L'homme dans la boîte
Déjà, et tu peux te moquer, j'ai envie de dire qu'il me manque comme jamais un gus me manquera jamais. Et pourtant, je mange pas de ce pain là, tu peux me croire, mais avec Luke, j'ai pris perpette. C'est marrant parce que maintenant, les gens en parlent comme s'ils l'avaient tous connu, comme si ça avait été le copain de tout le monde, comme si c'était des histoires, presque. Luke La Main Froide, une légende… sûr que ça le ferait rigoler.
Crois moi, un type comme ça, quand t'en croises un, vu l'ombre qu'il fait, tu l'oublies jamais, et les légendes, c'est que des salamalecs. Luke, il était vivant, plus vivant que n'importe qui. Moi je l'ai vu de mes propres yeux.
Au début, je vais pas te mentir, ça a fait des étincelles. Je sais pas lire, ni écrire et j'évite la jactance, je veux pas passer pour une bourrique. J'ai jamais eu que mes poings pour me faire comprendre. Mais je sais que je ne suis pas le dernier des cons. Dès qu'il y a un brin de gazon qui dépasse un peu, j'hésite pas, je ratiboise.
Et lui qui se pointe avec ses mots qui claquent et son sourire à la con. Le genre de mec qui fait mine de rien mais qui pisse dans ton jardin. Du coup, fallait que je lui écrase se jolie petite gueule histoire de lui apprendre qui est le patron, à «Monsieur je sais tout». C'est quand même pas un dingue qui décapite les parcmètres qui va faire sa loi dans mon dortoir.
Alors j'ai cogné. Il ne faisait pas le poids. D'ailleurs, personne n'a jamais fait le poids. Je pensais lui faire rentrer à la masse dans sa caboche que devant moi, fallait faire profil bas.

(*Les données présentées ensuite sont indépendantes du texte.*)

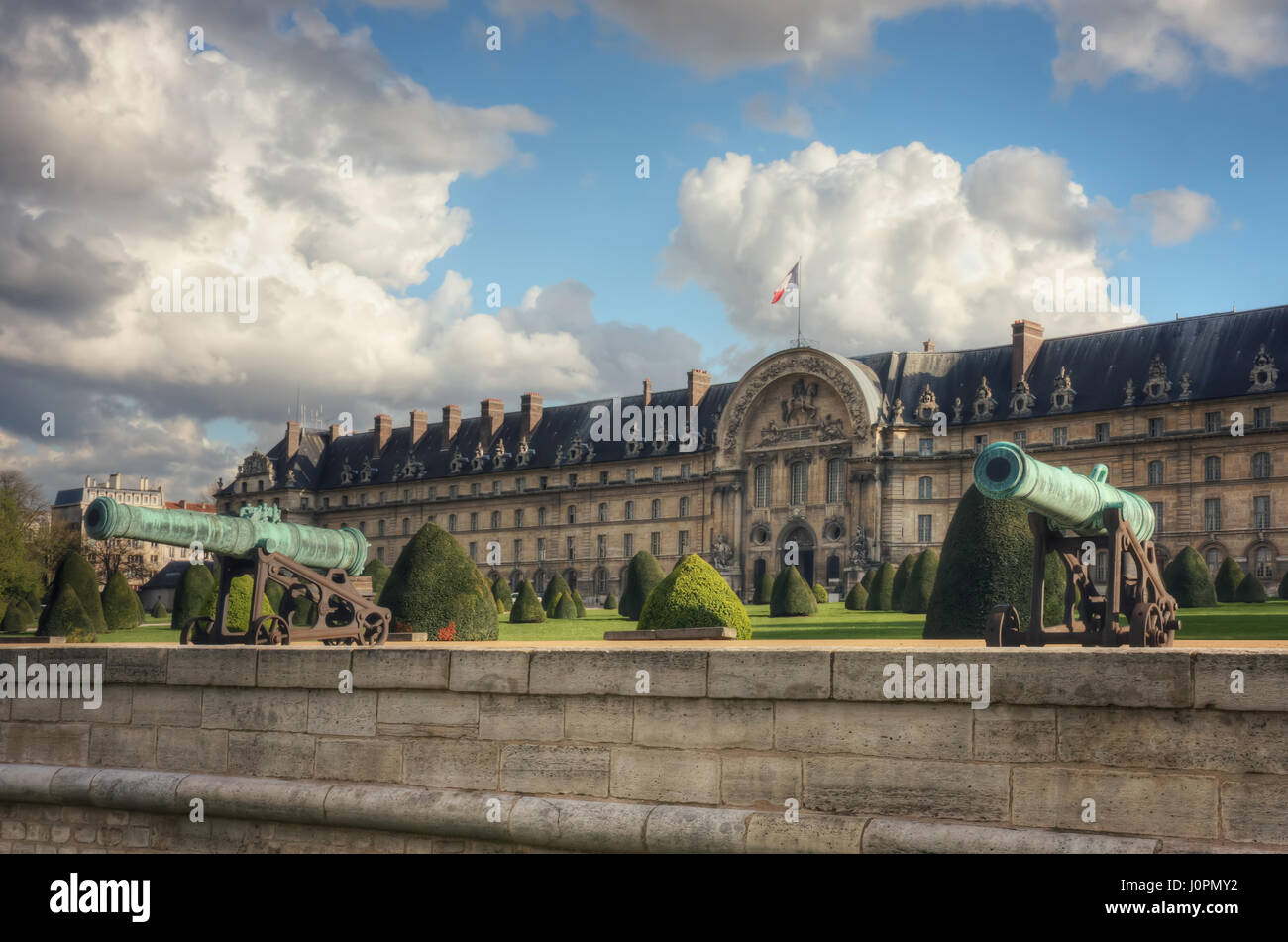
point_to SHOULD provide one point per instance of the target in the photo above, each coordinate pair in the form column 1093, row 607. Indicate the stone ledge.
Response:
column 546, row 822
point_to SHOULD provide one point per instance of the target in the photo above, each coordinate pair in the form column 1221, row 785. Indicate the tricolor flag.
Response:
column 789, row 279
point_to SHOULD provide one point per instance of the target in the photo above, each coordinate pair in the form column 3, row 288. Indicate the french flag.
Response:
column 790, row 279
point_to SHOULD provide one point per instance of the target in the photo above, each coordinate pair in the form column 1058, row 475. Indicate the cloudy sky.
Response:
column 428, row 220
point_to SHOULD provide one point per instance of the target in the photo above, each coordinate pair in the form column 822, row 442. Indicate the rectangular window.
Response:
column 925, row 528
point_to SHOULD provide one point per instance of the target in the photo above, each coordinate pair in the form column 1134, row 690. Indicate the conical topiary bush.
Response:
column 695, row 596
column 434, row 583
column 643, row 575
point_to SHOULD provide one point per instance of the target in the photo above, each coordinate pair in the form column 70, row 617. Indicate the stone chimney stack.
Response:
column 492, row 414
column 451, row 424
column 419, row 422
column 531, row 404
column 384, row 429
column 292, row 439
column 699, row 381
column 1025, row 343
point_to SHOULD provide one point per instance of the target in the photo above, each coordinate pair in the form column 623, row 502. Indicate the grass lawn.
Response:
column 1234, row 622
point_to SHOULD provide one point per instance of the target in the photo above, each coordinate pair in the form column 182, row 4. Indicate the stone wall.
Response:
column 553, row 748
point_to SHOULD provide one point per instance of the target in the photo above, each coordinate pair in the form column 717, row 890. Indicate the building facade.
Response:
column 857, row 460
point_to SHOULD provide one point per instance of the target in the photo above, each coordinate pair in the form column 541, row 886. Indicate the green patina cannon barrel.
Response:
column 1076, row 502
column 312, row 546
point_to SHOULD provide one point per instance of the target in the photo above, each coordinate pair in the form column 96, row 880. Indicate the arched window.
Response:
column 800, row 490
column 835, row 477
column 761, row 485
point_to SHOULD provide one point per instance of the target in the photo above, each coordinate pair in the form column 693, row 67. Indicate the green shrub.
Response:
column 901, row 579
column 1192, row 581
column 120, row 603
column 857, row 600
column 1229, row 576
column 1250, row 589
column 881, row 590
column 791, row 594
column 643, row 575
column 434, row 584
column 921, row 583
column 695, row 596
column 75, row 572
column 64, row 614
column 378, row 573
column 501, row 592
column 527, row 607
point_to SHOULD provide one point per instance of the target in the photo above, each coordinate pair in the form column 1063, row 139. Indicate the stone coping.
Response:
column 545, row 822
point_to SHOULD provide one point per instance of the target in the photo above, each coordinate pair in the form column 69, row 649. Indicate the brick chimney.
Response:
column 384, row 429
column 417, row 422
column 531, row 408
column 451, row 424
column 292, row 439
column 699, row 381
column 1025, row 343
column 492, row 412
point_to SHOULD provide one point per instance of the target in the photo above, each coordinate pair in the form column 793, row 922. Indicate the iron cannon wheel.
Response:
column 1004, row 627
column 271, row 629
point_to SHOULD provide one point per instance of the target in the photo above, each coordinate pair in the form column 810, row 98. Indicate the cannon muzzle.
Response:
column 312, row 546
column 1076, row 502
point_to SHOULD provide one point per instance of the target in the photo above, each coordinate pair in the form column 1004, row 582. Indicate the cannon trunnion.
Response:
column 257, row 543
column 1103, row 519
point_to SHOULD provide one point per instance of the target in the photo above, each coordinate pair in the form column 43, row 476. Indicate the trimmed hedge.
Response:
column 80, row 576
column 434, row 584
column 527, row 607
column 1250, row 589
column 120, row 603
column 921, row 583
column 643, row 575
column 1190, row 580
column 901, row 579
column 881, row 590
column 1229, row 576
column 695, row 596
column 791, row 594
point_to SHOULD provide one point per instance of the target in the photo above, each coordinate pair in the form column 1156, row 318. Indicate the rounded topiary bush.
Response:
column 1190, row 580
column 695, row 596
column 643, row 575
column 901, row 579
column 120, row 603
column 1228, row 579
column 434, row 584
column 527, row 607
column 64, row 614
column 791, row 594
column 881, row 590
column 75, row 572
column 921, row 583
column 1250, row 589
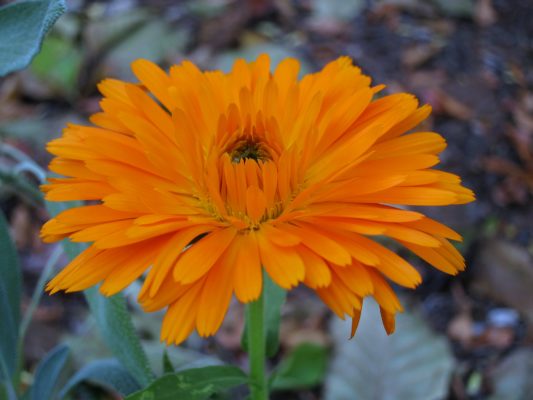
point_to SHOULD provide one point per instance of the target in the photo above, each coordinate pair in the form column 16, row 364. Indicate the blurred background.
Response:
column 466, row 337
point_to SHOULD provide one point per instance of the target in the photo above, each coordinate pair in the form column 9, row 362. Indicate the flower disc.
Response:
column 202, row 179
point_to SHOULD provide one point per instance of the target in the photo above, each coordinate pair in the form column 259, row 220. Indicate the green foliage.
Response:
column 48, row 373
column 274, row 297
column 113, row 319
column 304, row 367
column 414, row 363
column 58, row 64
column 119, row 334
column 108, row 373
column 192, row 384
column 10, row 292
column 22, row 28
column 168, row 368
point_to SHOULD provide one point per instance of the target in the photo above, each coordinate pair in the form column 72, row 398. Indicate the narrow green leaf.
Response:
column 22, row 28
column 304, row 367
column 48, row 373
column 113, row 319
column 192, row 384
column 274, row 297
column 10, row 282
column 114, row 322
column 7, row 390
column 108, row 373
column 168, row 368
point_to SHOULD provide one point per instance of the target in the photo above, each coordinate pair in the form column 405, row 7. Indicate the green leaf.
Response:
column 192, row 384
column 22, row 28
column 58, row 64
column 10, row 282
column 108, row 373
column 511, row 377
column 274, row 297
column 304, row 367
column 115, row 324
column 168, row 368
column 8, row 337
column 113, row 320
column 48, row 373
column 414, row 363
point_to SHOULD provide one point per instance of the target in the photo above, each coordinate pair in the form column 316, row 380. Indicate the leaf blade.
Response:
column 23, row 26
column 48, row 372
column 304, row 367
column 192, row 384
column 108, row 373
column 413, row 363
column 113, row 319
column 10, row 292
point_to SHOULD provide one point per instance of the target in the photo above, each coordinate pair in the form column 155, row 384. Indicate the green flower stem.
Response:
column 256, row 348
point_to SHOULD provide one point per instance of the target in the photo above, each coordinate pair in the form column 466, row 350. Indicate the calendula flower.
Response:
column 203, row 179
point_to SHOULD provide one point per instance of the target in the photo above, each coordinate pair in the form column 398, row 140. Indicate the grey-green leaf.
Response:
column 108, row 373
column 304, row 367
column 10, row 283
column 23, row 26
column 48, row 373
column 113, row 319
column 192, row 384
column 414, row 363
column 274, row 297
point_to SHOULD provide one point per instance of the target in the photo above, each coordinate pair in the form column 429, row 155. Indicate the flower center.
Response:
column 248, row 149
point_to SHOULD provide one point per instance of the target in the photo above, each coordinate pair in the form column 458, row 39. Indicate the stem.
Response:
column 256, row 348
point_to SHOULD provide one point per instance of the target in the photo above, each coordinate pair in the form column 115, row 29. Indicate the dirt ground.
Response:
column 471, row 60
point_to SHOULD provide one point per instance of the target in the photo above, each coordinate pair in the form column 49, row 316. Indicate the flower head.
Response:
column 202, row 179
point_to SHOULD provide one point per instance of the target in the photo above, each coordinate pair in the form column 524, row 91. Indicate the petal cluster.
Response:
column 200, row 180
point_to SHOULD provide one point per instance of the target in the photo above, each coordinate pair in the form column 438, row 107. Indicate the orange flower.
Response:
column 205, row 178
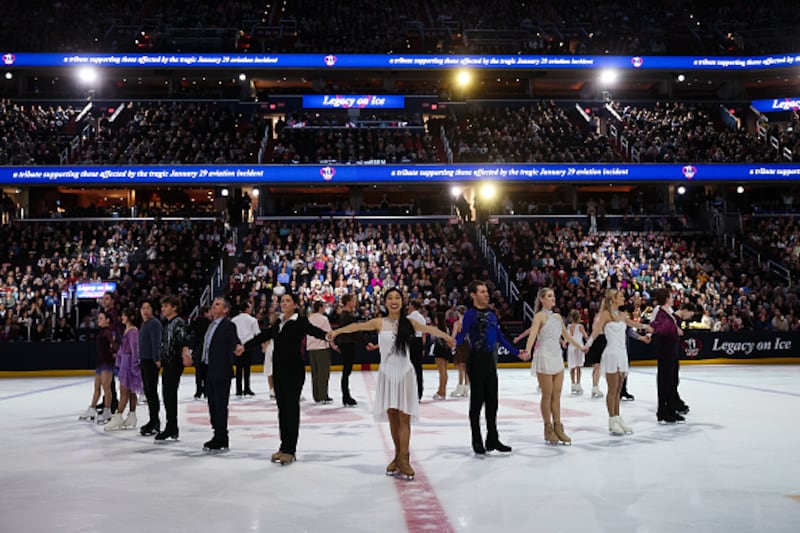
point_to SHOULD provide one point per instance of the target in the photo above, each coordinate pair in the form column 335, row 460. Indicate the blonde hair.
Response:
column 537, row 305
column 607, row 299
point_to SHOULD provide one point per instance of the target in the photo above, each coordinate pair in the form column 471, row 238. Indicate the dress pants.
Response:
column 288, row 387
column 243, row 371
column 415, row 349
column 170, row 380
column 482, row 372
column 348, row 355
column 218, row 394
column 150, row 383
column 666, row 379
column 320, row 373
column 200, row 371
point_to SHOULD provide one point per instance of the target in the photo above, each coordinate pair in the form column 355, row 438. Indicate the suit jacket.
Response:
column 220, row 351
column 287, row 355
column 665, row 334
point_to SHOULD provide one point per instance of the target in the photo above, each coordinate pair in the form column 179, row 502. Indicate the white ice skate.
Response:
column 115, row 423
column 130, row 421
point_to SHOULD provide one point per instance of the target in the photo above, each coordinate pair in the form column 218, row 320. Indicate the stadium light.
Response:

Mais j'avais pas bien vu, ni bien jugé le bonhomme. L'avait la tête dure, le lascar.
Le Luke, c'était pas le genre à se faire plier. Ça, il a dégusté. Mais il m'a écœuré. Comme il les a tous rendus fous en avalant ses œufs durs à la chaîne ou en épuisant à mort le clébard…
Putain, je m'en souviens comme si c'était hier, son ventre gonflé, proche de l'explosion. Il était allongé là, les bras écartés. On aurait dit Jésus avec une bedaine.
Même en lui faisant creuser sa propre tombe, même à genoux, ce mec était le plus fort. C'est comme ça, on n'est pas tous nés sous la même étoile. Y'a des gars qui sont pas faits de la même chair, du même sang que nous autres et je crois bien que j'ai jamais vu autant de liberté dans un mec. Enfermé ou pas.
C'est à partir de ce jour que j'ai commencé à l'aimer. (Rigole pas trop car ça peut encore partir tout seul!) Pas au point de lui tailler des pipes, entendons nous bien, mais le suivre n'importe où... ouais, sans problème.
Quand ils l'ont eu, j'étais avec lui, pas loin. Il était dans cette église, à parler à Dieu qui l'écoutait pas. Et quand ils l'ont troué, je suis mort un peu aussi.
Mais j'ai eu le temps de le voir partir tu sais et j'oublierai jamais son sourire, mec. Comme si c'était ce qu'il avait voulu, comme si c'était lui qui tenait les rênes.
Libre, quoi, même dans la mort.
Dieu que cet enfant de putain me manque.